ORLANDO, Fla. – Using money from a settlement, Florida is adding 74 new electric car charging stations along the state’s major highways.
Gov. Ron DeSantis visited Turkey Lake Service Plaza in Orlando Friday afternoon alongside the Florida Department of Environmental Protection secretary Noah Valenstein and representatives from Tesla to make what his office called a “major announcement.”
He said the funds for the the investment come from a settlement against Volkswagen for violating the Clean Air Act.
The state was awarded $166 million as part of the settlement. From that, $8.5 million will be used to create the 74 charging stations along Interstate 75 and Intestate 95, spanning about 1,200 miles.
“While the coronavirus pandemic has caused some delay, I am pleased to be able to announce today that after developing and submitting a plan to the trustees of the settlement funds, getting that plan approved and then completing the planning and procurement process. We are now ready to award over $8.5 million in contracts to build 74 additional fast electric charging stations belongs to Florida has major highways and evacuation routes,” DeSantis said.

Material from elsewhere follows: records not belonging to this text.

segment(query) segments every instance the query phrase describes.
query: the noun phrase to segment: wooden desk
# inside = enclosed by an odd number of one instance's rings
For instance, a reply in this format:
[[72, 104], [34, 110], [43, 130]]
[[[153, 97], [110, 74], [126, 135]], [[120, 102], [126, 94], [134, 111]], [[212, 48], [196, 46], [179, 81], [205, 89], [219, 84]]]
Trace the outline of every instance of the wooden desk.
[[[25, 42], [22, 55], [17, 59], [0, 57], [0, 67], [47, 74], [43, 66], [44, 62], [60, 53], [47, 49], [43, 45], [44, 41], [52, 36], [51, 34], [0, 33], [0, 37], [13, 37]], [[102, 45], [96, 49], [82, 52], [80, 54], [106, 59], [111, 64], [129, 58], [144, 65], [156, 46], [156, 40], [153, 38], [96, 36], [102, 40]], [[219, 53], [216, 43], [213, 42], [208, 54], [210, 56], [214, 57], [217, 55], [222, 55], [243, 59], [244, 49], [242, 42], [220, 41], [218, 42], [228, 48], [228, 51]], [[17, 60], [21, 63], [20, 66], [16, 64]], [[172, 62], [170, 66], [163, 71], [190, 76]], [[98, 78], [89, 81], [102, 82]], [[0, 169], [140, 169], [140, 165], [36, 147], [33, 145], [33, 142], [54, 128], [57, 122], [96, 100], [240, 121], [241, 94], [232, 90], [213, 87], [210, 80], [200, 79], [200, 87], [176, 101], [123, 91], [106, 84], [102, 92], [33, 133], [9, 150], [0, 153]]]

There are plans in the future to add additional charging stations using that same settlement money.
DeSantis said the charging stations will likely be completed within a matter of weeks.
Valenstein called the move “another step forward for the environment here in Florida.”
With the charging stations already slated to be built along the Turnpike by the Florida Department of Transportation, there will soon be about 100 charging stations statewide. Those Turnpike charging stations should be done within about 60 days.
“The result of all this work will mean electric car owners will not have to worry about where they will be able to charge their car when using our major highway and this is important, obviously for travel normally, but also critically for hurricane evacuation,” DeSantis said.
The focus initially will be on Central and South Florida, where most electric car owners live, and eventually move into the Panhandle and along Interstate 10. The governor added that electric car purchases have increased “tenfold” in the past nine years.
Part of the investment, he said, is to ensure that the stations can quickly charge vehicles.
“You know, you go in, you plug, you go to like a gas station or something inside the service store, get a drink, you come out, and the thing can be charged in a relatively short amount of time,” DeSantis said. “Some of the longer charging stations would take sometimes 30 minutes or more.”
As far as the rest of the settlement money goes, DeSantis said it will largely be used on “electric or alternative fuel school and transit buses and the replacement of other high emission vehicles.”